One local by-election took place this week in the Norton ward of Bromsgrove DC, on the same subject, and this was the result:

Bromsgrove DC, Norton: Conservative 219 (43.2%, -16.6%), Labour 182 (36.7%, +7,1%), UKIP 82 (16.6%), Green 20 (3.9%, -6.6%).

Labour came surprisingly close, a point exacerbated by the low turnout of ~15% and the lack of a Liberal Democrat candidate. This should have helped the Green Party but sadly it did not, as our vote share dropped by more than half even though UKIP was the only party in this by-election that had not stood last time and Norton is a safely Conservative ward covering a village near Bromsgrove town itself.

There have been suggestions that the exodus of non-Corbynite (I.e. not left-wing) Labour Party MPs will continue after the departures of Jamie Reed and Tristram Hunt. Ostensibly they were both after more lucrative non-political jobs, but they also wanted to get away from Jeremy Corbyn's influence and (in their mind) his dragging down of the Labour Party. Which Labour MPs are likely to follow? Here is my list of the five 'Blairite' Labour MPs most likely to resign their seats in the next few years as a consequence:

1. Rachel Reeves (Leeds West). Rachel has always been on the right of the Labour Party, and her support of Conservative welfare cuts back during the Con-Dems' tenure was a clear marker of that. Her seat is also set for abolition during the next round of boundary changes, meaning her parliamentary career could be cut short anyway.

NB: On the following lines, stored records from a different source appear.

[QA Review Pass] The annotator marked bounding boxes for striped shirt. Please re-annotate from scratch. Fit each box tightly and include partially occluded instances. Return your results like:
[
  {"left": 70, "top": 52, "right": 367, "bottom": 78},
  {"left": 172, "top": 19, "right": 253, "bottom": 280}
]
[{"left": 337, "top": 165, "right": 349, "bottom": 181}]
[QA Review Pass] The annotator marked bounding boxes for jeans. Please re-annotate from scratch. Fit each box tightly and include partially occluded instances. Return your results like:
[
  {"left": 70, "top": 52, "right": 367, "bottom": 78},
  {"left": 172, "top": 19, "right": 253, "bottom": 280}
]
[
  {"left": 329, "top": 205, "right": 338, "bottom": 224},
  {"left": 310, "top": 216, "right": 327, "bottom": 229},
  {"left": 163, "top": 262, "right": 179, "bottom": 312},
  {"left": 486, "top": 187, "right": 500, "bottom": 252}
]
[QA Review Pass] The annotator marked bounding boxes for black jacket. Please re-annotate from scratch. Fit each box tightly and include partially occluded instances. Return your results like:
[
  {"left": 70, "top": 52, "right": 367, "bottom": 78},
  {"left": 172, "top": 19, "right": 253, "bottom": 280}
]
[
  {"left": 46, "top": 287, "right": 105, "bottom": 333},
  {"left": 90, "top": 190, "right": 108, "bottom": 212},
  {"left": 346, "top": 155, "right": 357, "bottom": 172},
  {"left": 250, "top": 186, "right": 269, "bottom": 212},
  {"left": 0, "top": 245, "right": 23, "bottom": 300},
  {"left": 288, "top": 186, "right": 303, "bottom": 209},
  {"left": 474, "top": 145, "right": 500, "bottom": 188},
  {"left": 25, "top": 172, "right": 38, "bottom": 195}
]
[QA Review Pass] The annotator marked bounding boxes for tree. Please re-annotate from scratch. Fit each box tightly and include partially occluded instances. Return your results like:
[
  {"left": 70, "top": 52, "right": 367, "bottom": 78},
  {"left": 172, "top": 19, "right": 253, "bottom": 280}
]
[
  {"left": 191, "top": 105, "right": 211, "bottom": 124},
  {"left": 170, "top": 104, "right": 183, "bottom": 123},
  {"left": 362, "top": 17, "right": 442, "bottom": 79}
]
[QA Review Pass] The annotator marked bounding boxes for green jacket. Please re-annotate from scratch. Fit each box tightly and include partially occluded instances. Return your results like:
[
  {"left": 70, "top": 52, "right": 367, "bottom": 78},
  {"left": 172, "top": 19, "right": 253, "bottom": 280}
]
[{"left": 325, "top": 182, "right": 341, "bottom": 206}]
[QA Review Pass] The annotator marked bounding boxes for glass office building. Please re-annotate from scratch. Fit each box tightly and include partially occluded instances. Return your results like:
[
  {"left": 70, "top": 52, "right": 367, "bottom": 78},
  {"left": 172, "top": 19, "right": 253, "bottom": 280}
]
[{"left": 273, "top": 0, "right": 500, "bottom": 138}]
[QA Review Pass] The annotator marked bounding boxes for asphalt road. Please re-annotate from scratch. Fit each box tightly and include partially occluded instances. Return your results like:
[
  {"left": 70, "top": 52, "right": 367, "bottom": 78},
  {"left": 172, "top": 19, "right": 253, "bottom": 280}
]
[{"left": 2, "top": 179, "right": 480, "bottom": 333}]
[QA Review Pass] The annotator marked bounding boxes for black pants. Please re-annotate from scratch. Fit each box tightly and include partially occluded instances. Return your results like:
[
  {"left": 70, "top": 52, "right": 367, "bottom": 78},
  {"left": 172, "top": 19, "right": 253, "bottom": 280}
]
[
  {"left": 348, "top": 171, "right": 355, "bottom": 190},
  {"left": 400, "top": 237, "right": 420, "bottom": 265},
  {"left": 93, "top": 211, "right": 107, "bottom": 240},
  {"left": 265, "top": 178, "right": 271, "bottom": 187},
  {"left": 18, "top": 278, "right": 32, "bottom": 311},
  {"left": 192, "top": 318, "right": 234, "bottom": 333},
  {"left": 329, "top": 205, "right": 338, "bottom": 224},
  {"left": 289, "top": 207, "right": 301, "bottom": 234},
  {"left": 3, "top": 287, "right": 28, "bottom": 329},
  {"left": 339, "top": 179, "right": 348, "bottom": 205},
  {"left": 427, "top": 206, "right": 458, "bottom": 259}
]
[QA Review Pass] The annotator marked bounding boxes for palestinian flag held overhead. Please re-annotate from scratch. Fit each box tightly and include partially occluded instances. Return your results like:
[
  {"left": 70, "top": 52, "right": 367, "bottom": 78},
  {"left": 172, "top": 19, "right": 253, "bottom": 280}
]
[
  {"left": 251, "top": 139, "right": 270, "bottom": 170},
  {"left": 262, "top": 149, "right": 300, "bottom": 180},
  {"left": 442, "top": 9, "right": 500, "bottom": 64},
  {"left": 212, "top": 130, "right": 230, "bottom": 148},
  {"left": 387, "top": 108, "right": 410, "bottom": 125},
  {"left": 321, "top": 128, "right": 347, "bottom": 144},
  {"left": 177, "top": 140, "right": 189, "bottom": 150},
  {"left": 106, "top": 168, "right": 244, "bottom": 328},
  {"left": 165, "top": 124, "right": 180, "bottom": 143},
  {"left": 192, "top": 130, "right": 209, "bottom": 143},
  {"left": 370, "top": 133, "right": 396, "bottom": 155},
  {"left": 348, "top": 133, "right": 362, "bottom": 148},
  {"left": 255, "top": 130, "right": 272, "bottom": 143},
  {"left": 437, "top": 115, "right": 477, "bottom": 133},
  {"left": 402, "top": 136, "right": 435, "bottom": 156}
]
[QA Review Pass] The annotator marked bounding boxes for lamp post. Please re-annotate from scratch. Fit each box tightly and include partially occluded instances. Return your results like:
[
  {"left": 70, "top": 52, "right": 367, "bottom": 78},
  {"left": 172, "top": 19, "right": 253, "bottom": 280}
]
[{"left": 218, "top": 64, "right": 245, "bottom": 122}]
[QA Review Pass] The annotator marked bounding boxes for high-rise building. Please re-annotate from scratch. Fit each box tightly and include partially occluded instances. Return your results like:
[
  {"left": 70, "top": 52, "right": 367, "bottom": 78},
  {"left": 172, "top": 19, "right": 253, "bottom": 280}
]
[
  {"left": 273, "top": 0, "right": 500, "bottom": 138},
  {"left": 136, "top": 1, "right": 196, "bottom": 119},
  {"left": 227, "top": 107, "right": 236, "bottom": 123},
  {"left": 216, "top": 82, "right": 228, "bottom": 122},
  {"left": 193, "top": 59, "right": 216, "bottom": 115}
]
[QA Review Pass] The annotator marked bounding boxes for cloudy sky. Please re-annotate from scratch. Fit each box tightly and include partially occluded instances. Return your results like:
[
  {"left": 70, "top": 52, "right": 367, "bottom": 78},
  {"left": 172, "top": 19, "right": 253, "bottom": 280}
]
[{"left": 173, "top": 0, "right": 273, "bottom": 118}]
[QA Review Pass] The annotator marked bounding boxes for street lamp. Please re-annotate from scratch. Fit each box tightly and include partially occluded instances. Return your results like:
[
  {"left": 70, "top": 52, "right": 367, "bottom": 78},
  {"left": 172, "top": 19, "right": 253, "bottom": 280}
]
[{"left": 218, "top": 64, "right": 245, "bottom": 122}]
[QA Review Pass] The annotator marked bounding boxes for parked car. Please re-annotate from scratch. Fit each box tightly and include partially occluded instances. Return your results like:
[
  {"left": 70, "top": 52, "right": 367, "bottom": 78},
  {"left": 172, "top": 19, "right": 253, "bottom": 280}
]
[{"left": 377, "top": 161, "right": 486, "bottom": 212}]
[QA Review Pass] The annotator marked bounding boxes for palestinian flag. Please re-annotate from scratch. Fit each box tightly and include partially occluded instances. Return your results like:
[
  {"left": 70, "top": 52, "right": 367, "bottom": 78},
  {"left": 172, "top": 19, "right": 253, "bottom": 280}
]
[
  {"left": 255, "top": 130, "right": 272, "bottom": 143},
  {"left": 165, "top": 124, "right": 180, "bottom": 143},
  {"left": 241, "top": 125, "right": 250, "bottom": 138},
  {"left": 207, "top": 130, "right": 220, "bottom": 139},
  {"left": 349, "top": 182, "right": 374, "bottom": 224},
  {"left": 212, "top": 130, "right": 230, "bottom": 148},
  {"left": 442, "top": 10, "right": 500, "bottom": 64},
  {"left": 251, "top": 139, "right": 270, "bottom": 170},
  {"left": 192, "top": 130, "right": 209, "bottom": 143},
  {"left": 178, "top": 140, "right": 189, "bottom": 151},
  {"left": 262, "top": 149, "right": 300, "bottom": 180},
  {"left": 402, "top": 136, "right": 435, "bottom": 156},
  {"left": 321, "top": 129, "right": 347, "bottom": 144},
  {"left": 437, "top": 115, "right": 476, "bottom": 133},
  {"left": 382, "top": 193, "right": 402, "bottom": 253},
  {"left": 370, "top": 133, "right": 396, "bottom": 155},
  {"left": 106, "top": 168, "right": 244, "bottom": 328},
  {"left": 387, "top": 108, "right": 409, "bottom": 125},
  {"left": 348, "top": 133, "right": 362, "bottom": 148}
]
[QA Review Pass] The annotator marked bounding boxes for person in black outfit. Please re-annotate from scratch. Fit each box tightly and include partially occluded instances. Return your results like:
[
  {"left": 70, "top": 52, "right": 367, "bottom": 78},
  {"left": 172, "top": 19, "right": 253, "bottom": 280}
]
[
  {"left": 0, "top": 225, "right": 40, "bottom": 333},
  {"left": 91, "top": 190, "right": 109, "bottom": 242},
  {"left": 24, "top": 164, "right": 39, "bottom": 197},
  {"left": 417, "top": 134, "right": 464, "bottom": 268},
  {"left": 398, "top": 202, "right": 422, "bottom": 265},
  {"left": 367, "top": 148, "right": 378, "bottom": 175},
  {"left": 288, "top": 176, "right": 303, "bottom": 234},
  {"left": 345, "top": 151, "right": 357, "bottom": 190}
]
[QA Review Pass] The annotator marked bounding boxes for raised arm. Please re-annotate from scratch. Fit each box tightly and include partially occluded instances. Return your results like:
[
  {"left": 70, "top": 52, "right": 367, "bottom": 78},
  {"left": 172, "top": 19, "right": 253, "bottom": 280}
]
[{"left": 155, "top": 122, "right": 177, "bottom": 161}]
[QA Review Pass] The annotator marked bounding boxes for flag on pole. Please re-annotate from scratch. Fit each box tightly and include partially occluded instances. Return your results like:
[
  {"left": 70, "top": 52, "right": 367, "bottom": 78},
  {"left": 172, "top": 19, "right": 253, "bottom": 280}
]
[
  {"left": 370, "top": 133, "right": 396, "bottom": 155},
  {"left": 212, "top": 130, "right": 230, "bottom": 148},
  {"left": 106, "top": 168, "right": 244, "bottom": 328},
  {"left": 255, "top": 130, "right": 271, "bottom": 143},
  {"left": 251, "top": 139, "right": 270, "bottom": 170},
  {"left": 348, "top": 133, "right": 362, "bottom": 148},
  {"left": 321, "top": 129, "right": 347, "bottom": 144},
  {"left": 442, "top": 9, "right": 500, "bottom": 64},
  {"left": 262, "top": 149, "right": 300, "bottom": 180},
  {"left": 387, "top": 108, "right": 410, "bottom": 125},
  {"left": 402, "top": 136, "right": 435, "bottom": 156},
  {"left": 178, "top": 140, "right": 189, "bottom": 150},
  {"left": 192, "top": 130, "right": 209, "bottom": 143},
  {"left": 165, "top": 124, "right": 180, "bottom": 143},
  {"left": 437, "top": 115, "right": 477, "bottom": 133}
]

2. Owen Smith (Pontypridd): Owen showed how useless a leader he would be when his challenge to Jeremy Corbyn last year failed spectacularly, and before he entered Parliament he was a corporate consultant for drugs giant Pfizer. Given his lack of a political future and his maintenance of connections to lobbyists it is conceivable that he could leave Parliament early, particularly as he will likely find himself without a seat to contest if the next round of boundary changes are pushed through.

3. Liz Kendall (Leicester West) Liz failed badly in her bid for Labour leader, and resigned from the Shadow Cabinet as soon as Jeremy took office as Leader of the Opposition. She is one of the most active Blairites remaining in Labour and supports many things Jeremy Corbyn supporters never would-like supporting free schools and the benefit cap.

4. Chuka Umunna (Streatham): Chuka has been rather critical of the Labour left, and like Jamie Reed and Tristram Hunt he is relatively young (38 years of age). He has shown himself to be pro-business on several occasions (e.g. his criticism of Andy Burnham's report of 2014 calling for the restrictions of the sale of tobacco, alcohol and unhealthy food for health reasons), and before he aborted his bid for Labour leader, called for Labour to target 'Conservatives and middle-class voters' just as Blair did.

5. Angela Eagle (Wallasey): Angela has been a loyal member of the 'Labour right' from the beginning of her Parliamentary career and has never strayed, to the point where she announced a leadership challenge against Jeremy Corbyn (but later pulled out). She has also been a minister and shadow minister before 2016, but it seems she is unlikely to return to the frontbenches.

Of course, there is a chance that this 'exodus' will not happen after all, and that other MPs from the 'Labour right' which I have not listed here may resign for similar reasons.